Но вскоре я притих. «Что с тобой?» – спросил Анатоль, кладя свою руку на мое плечо и ударяя меня по щеке веткой плюща. «Ничего, ровно ничего». – «Однако…» – «Ты осмеешь меня: мне жаль цветов». – «Безжизненных растений?» – «Они не только не безжизненны, но даже одушевлены, – сказал я, – хотя и не в той степени, как животные и люди». – «Я не понимаю тебя». – Я думаю, – продолжал я, – что существуют два элемента, которые с первых дней творения непосредственно стоят один возле другого: духовный и чувственный. Там, где они вступают в союз, зарождается то, что мы называем жизнью, и, чем искреннее союз этих двух разнородных элементов, тем возвышеннее жизнь, тем развитее и воспрянувшие из них существа. И в самых существах эти два элемента начинают враждовать и разъединяться, но один из них всегда одерживает перевес над другим, и это будет продолжаться до тех пор, пока духовный элемент не победит чувственный и пока природа окончательно не проникнется духом, – тогда не будет и смерти». – «Это я еще менее понимаю», – сказал Анатоль.
Но ты знаешь меня, дорогая мать! Когда я увлекаюсь какой-нибудь мыслью, то в разговоре я ничего не вижу и не слышу, а еще менее замечаю, интересуют ли мои рассуждения моего слушателя.
«Поэтому наша задача, – продолжал я, – укреплять и развивать в себе духовный элемент». – «А знаешь ли ты, что твоя новая помада причиняет мне головную боль?» – прервал меня Анатоль; оказалось, что он давно не слушал меня.

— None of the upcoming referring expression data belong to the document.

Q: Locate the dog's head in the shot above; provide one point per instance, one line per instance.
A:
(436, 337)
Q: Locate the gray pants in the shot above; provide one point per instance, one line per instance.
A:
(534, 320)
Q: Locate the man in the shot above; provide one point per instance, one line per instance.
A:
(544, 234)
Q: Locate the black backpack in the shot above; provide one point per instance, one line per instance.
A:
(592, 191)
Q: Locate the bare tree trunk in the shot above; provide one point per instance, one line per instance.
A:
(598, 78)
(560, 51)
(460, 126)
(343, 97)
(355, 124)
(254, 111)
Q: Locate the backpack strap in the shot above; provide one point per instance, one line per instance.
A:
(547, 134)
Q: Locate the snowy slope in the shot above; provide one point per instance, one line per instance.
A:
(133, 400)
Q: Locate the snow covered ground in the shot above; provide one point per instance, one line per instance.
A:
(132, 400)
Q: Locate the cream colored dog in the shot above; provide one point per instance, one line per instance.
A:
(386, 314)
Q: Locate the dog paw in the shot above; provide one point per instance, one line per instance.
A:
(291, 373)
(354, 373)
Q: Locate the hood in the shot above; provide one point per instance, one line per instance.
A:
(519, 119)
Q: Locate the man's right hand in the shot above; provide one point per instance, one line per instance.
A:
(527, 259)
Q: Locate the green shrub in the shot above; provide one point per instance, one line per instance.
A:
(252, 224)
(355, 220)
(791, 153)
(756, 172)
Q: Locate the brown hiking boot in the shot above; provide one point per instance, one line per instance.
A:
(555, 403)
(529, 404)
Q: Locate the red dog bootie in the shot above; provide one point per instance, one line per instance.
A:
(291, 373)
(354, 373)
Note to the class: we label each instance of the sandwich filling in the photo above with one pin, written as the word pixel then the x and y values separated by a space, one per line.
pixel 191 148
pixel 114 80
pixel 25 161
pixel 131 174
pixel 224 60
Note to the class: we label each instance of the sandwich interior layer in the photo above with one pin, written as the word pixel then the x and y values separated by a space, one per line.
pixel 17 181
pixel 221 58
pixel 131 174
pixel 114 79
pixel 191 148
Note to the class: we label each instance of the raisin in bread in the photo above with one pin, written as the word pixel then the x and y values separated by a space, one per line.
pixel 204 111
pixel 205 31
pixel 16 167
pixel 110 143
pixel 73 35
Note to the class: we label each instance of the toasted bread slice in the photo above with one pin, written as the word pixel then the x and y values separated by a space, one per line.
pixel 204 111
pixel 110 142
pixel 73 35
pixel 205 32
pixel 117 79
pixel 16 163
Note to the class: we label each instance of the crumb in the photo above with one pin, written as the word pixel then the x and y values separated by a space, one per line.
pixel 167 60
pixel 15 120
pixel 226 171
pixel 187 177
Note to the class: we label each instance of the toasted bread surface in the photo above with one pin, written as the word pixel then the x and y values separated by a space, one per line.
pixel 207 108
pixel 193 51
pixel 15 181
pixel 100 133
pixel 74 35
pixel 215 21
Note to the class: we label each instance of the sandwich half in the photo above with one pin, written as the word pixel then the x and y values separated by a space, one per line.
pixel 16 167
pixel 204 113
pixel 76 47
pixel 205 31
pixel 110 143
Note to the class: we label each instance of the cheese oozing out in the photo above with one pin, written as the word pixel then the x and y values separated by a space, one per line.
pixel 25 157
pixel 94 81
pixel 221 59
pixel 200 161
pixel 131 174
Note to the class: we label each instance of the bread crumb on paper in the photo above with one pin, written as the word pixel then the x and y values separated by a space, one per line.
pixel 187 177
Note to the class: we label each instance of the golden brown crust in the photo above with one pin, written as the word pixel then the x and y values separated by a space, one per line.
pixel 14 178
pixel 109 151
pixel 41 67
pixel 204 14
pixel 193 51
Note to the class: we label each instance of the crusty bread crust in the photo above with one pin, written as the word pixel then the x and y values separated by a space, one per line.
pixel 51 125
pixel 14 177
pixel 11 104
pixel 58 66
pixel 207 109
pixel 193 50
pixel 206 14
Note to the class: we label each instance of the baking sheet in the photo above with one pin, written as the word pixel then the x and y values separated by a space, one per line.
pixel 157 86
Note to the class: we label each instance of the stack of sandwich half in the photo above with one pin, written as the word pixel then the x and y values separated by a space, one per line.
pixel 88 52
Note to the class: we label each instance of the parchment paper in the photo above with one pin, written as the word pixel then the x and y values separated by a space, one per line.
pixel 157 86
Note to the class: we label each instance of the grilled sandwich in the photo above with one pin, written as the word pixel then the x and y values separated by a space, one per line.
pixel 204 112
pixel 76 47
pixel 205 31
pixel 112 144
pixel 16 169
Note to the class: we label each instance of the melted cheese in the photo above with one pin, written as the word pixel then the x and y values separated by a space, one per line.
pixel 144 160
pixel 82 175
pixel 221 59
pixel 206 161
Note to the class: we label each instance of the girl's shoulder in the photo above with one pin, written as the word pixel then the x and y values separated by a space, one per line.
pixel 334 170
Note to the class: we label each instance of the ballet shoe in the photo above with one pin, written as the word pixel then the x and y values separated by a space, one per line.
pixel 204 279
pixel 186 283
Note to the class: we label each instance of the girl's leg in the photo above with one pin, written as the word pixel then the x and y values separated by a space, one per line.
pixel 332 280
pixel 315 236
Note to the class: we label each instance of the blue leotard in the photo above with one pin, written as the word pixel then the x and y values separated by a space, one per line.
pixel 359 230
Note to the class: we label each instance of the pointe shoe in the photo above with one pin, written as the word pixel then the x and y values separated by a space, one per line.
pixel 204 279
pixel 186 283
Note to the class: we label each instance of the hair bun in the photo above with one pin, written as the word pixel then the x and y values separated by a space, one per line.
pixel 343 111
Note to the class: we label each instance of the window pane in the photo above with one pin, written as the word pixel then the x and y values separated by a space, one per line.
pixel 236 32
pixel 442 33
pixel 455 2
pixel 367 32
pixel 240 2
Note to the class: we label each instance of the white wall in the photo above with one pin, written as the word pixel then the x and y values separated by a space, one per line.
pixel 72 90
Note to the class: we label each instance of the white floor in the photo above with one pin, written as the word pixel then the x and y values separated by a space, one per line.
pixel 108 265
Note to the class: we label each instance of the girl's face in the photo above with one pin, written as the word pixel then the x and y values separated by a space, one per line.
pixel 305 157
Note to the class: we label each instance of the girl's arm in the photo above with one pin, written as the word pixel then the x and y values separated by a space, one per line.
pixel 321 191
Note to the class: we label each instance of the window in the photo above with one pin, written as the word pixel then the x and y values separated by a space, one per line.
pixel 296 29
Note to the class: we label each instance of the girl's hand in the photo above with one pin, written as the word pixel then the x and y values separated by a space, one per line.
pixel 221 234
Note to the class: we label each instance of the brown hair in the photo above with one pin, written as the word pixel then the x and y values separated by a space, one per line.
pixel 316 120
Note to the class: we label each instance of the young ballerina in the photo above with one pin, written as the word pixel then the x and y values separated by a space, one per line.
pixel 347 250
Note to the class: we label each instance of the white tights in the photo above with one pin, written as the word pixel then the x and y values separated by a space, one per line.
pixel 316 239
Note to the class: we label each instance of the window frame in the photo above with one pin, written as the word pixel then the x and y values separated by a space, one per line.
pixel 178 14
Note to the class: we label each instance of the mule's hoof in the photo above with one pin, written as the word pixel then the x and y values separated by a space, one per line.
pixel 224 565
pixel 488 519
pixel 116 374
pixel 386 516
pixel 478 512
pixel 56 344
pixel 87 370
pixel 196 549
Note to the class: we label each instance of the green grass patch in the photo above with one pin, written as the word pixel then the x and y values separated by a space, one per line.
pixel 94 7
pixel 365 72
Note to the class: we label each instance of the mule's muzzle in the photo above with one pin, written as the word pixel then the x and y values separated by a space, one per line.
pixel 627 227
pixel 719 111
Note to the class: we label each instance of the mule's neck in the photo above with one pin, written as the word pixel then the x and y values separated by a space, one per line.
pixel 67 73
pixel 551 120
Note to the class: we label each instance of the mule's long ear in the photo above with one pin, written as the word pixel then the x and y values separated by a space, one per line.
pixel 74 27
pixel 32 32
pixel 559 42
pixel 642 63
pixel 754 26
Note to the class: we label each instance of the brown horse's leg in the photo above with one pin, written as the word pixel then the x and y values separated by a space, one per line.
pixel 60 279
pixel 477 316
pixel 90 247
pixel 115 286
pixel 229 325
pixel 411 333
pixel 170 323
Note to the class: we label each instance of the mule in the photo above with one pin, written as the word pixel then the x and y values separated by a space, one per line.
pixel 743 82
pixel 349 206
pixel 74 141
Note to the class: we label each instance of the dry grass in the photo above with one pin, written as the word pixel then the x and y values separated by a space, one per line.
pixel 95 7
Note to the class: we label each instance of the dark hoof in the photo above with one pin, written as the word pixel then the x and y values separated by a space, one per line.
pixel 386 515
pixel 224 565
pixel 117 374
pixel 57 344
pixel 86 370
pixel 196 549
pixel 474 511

Прости меня, но у меня пропала охота передавать разговоры, которые беспрестанно кончаются диссонансом. Посылаю тебе то, что написано ранее, и от всего сердца приветствую тебя.

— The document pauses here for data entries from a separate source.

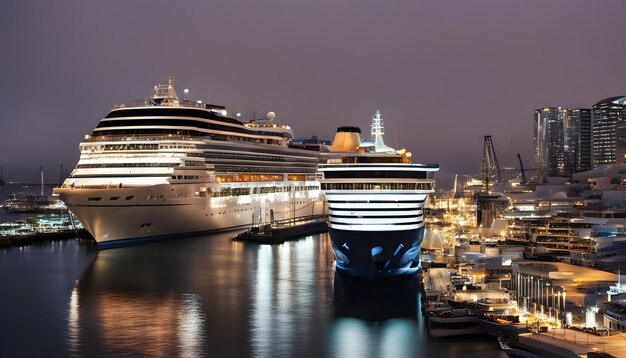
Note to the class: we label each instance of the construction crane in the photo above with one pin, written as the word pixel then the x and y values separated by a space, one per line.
pixel 521 165
pixel 489 164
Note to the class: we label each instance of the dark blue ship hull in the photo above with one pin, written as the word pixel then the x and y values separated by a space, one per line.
pixel 377 254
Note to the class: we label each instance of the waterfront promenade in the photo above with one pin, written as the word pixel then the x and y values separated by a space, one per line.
pixel 564 341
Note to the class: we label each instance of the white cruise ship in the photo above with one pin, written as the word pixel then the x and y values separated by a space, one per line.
pixel 164 167
pixel 376 201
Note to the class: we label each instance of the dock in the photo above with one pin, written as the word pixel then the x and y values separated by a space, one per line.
pixel 19 240
pixel 283 230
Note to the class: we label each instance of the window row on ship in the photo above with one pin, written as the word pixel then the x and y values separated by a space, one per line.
pixel 256 157
pixel 184 132
pixel 225 192
pixel 377 186
pixel 200 124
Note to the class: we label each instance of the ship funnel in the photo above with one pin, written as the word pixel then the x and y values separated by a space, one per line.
pixel 347 139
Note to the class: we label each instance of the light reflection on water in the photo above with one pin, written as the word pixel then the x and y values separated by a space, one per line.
pixel 209 296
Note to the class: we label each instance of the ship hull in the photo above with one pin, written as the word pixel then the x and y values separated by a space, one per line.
pixel 377 254
pixel 167 211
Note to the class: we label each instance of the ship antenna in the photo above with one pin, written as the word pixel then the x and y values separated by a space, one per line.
pixel 41 175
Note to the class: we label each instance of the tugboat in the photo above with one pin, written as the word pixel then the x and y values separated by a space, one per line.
pixel 376 199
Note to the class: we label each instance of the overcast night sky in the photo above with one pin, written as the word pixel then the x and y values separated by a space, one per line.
pixel 443 73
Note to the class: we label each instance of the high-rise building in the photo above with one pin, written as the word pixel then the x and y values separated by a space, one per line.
pixel 609 142
pixel 578 140
pixel 549 141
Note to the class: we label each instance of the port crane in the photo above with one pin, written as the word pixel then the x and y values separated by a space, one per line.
pixel 489 165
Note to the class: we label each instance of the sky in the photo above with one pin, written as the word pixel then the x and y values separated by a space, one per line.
pixel 442 73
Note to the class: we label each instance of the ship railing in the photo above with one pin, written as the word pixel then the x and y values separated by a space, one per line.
pixel 150 102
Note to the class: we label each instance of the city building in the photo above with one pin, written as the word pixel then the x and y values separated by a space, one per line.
pixel 578 140
pixel 549 141
pixel 609 131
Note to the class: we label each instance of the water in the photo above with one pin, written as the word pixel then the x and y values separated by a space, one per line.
pixel 208 296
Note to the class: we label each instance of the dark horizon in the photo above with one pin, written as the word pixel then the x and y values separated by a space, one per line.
pixel 443 74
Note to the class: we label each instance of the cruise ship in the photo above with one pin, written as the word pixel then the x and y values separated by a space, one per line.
pixel 164 166
pixel 376 204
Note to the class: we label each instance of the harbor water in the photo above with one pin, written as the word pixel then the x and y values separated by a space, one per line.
pixel 208 296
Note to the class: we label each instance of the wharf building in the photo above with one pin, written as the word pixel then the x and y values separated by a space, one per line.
pixel 609 131
pixel 549 290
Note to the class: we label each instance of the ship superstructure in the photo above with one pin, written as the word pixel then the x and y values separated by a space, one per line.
pixel 376 200
pixel 163 166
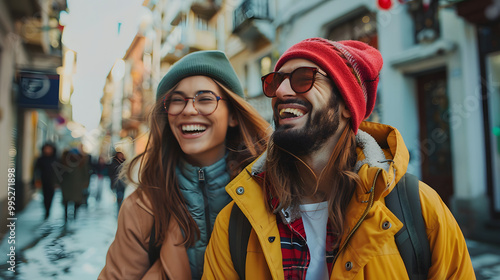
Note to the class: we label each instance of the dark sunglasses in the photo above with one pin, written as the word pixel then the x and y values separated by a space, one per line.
pixel 301 80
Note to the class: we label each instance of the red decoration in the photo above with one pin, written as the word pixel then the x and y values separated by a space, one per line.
pixel 385 4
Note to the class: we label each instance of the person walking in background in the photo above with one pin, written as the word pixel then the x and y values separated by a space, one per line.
pixel 316 201
pixel 117 183
pixel 202 133
pixel 100 170
pixel 75 179
pixel 44 172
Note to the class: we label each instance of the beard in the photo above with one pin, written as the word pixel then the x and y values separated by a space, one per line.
pixel 318 128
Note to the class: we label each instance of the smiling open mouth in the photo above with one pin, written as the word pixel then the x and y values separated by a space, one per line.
pixel 193 128
pixel 287 113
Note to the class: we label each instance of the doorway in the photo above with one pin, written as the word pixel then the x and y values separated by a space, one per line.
pixel 435 142
pixel 493 85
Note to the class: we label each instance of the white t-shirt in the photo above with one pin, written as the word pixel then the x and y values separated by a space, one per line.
pixel 315 218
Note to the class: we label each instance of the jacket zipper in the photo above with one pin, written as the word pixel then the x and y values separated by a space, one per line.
pixel 201 183
pixel 368 207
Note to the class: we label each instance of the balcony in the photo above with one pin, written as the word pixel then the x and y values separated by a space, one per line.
pixel 185 39
pixel 252 22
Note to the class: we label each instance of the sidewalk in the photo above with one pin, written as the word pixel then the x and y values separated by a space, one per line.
pixel 51 249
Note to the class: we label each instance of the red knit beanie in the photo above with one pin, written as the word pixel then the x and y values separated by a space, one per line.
pixel 352 65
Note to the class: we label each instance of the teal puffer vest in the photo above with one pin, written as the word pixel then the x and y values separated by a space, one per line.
pixel 205 195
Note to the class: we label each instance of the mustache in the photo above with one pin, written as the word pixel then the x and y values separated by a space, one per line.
pixel 292 101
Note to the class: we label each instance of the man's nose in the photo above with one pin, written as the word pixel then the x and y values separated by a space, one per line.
pixel 285 89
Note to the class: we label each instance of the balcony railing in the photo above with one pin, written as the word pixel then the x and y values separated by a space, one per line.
pixel 248 10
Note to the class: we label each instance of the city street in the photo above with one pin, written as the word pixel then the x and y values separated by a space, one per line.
pixel 51 249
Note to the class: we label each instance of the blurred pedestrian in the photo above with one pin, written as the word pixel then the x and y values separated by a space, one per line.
pixel 117 183
pixel 202 133
pixel 100 171
pixel 45 172
pixel 75 179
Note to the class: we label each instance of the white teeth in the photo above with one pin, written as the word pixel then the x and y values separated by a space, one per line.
pixel 193 128
pixel 296 112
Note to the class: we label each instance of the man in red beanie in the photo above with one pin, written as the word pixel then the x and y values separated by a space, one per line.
pixel 316 200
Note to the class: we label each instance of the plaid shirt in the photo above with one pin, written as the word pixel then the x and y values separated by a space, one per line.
pixel 294 249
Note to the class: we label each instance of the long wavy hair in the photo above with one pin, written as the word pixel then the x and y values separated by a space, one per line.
pixel 285 182
pixel 157 179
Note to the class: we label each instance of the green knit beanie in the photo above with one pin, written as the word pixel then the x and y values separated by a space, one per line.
pixel 212 64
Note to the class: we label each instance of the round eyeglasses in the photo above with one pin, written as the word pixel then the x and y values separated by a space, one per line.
pixel 204 102
pixel 301 80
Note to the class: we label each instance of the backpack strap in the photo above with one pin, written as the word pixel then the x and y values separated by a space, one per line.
pixel 153 250
pixel 239 233
pixel 412 242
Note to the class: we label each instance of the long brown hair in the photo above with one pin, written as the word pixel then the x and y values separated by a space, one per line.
pixel 157 179
pixel 285 182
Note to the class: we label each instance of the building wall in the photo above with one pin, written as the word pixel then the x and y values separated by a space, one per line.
pixel 11 52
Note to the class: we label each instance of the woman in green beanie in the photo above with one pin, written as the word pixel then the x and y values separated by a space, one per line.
pixel 202 134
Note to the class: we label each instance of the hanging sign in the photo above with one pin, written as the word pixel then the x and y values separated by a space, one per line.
pixel 38 90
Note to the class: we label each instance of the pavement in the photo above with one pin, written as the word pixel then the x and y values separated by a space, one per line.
pixel 52 249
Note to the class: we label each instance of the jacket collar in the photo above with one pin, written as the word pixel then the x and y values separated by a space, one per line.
pixel 212 173
pixel 379 147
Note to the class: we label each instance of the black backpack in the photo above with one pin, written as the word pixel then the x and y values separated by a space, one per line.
pixel 403 201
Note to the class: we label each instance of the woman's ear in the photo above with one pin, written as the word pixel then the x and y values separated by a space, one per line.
pixel 233 121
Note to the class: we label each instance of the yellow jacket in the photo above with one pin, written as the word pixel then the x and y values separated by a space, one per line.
pixel 369 249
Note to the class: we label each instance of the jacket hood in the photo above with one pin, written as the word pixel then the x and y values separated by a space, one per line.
pixel 379 147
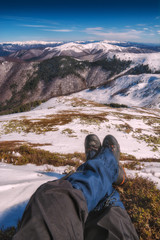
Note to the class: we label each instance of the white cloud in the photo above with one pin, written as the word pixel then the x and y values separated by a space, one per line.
pixel 58 30
pixel 94 29
pixel 34 26
pixel 125 35
pixel 141 24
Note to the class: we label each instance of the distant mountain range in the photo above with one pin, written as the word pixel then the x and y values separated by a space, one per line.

Искренно любящий тебя сын.
21 мая
С тех пор как я стал удаляться от Анатоля, я ближе сошелся с добрым, честным Шустером. «Ты любишь и несчастлив в любви своей, – неожиданно сказал он мне вчера. Я так был удивлен, что в первую минуту не нашелся что сказать. – Мужу лучше без жены, говорит сам апостол Павел, – продолжал Шустер, – ты страдаешь только, пока обладаешь ею, но, как скоро потеряешь ее, ты сейчас же почувствуешь облегчение. Что касается меня, то я предпочитаю добровольное иночество браку и даже вашим связям с разведенными и неразведенными женщинами. Не говоря уже о тех страданиях, которым подвергаешься, имея жену, я считаю бессовестным оставлять после себя детей, которые будут страдать не менее меня и, как и я, сделаются добычею смерти».

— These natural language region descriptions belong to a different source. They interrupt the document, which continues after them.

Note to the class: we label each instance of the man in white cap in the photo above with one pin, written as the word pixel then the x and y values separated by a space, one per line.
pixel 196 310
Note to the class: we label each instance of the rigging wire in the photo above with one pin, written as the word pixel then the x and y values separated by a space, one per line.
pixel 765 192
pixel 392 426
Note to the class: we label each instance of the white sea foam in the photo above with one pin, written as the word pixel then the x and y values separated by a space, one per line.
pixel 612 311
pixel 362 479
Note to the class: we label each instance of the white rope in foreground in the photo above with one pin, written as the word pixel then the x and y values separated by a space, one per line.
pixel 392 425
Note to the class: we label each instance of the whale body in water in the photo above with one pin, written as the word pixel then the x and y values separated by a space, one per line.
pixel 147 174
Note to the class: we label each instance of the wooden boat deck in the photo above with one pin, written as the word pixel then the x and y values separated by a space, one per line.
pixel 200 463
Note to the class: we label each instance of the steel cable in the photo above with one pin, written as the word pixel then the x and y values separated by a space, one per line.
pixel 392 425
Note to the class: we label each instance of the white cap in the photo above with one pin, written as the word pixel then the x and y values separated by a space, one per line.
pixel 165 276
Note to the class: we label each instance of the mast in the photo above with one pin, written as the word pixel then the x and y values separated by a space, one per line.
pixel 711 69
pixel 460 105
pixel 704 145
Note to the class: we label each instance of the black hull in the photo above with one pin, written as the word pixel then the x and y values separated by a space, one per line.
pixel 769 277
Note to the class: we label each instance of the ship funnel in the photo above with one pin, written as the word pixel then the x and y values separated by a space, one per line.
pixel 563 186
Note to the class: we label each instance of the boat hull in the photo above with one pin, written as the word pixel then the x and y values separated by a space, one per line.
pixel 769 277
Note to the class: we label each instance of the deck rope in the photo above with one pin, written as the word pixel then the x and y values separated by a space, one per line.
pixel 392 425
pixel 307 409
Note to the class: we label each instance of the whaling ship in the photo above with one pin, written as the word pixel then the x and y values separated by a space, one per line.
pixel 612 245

Шустер – отличный человек. Тебе надо узнать его, а ему тебя, так как ты не женщина: у тебя дух, сердце и характер, как у мужчины. В твоем последнем письме ты спрашиваешь, к чему приведет меня мой союз с Анатолем? Я и сам не знаю, что думать. Разочарован я вполне, то есть в духовном отношении, но я вижу, что он любит меня, и я жалею его. Нет, тут не одна жалость: его личность, его атмосфера стали для меня необходимостью… К чему это поведет? Я ценю себя слишком высоко для того, чтоб пожертвовать собою ради его временного развлечения, а для продолжительной дружбы он слишком плох для меня. Нет, плох – не настоящее слово, оно недостаточно определенно и пошло; скорее скажу, что он слишком чувствен, да, слишком чувствен и поверхностен.